Bart De Wever: ‘Ik zou graag de Ten Miles lopen. Maar specialisten zeggen: luister naar je lichaam. En mijn lichaam zegt: niet doen.’

Herman De Croo: ‘Ik rijd al jaren paard, maar heb zweep noch sporen ooit gebruikt. Ik betreed wel niet stokloos een wei met koeien.’

Jef D’Hont, wielerverzorger: ‘Akkoord, er is de Bijbel. Maar na de Bijbel is er geen enkel boek dat zoveel invloed heeft gehad als mijn memoires.’

Erika Van Tielen: ‘Mij noemen ze “rosse voenk”, maar ik vind dat niet erg. Liever “rosse voenk” dan “blonde del”.’

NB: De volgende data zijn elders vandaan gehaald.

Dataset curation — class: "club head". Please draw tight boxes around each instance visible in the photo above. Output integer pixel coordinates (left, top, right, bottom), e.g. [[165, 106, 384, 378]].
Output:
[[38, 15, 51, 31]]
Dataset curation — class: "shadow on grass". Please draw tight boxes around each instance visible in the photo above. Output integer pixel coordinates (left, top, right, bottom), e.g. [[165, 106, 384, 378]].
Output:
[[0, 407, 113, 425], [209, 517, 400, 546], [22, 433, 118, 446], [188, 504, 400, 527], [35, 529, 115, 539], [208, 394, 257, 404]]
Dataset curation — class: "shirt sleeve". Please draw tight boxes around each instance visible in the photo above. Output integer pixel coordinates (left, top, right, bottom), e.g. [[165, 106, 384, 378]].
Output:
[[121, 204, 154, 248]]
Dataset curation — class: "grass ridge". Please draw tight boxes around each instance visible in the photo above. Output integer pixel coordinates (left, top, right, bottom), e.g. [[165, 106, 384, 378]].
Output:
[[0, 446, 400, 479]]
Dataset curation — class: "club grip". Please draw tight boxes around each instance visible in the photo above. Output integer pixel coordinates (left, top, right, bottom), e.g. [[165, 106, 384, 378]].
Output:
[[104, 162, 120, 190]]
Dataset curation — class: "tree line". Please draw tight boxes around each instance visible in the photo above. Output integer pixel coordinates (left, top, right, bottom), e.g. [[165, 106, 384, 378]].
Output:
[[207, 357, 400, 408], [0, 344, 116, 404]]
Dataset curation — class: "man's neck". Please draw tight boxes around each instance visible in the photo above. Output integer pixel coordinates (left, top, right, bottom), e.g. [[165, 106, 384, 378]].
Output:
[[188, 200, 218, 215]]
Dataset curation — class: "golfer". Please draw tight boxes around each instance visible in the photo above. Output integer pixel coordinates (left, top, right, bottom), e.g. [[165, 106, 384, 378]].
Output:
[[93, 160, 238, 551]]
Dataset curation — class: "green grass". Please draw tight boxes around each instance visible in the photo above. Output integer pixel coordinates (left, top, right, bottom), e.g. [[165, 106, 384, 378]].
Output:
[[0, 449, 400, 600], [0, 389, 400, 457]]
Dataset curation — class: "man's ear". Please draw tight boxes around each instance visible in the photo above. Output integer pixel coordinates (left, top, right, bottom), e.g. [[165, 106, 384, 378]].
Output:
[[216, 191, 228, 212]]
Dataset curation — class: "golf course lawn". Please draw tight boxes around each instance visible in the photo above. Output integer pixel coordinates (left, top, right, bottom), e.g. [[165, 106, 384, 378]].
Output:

An Lemmens: ‘Blijkbaar heb ik een kop die uitstraalt dat ik bij God niet zou weten wat een anagram is.’

Etienne Schouppe: ‘Ik zie dat de dames in het parlement altijd net gekleed zijn. Maar sommige mannelijke collega’s lijken recht van hun patattenveld te komen.’

Herman Van Rompuy: ‘Ik ben de beste eerste minister die het land nooit gehad heeft.’

wo 23/07

Herman De Croo: ‘Herman Van Rompuy en ik zijn geen van beiden bescheiden, maar hij kan dat beter verbergen.’

Marie-Rose Morel: ‘In de politiek willen ze van elke vrouw onder de 40 een babe maken. Zelfs van Caroline Gennez.’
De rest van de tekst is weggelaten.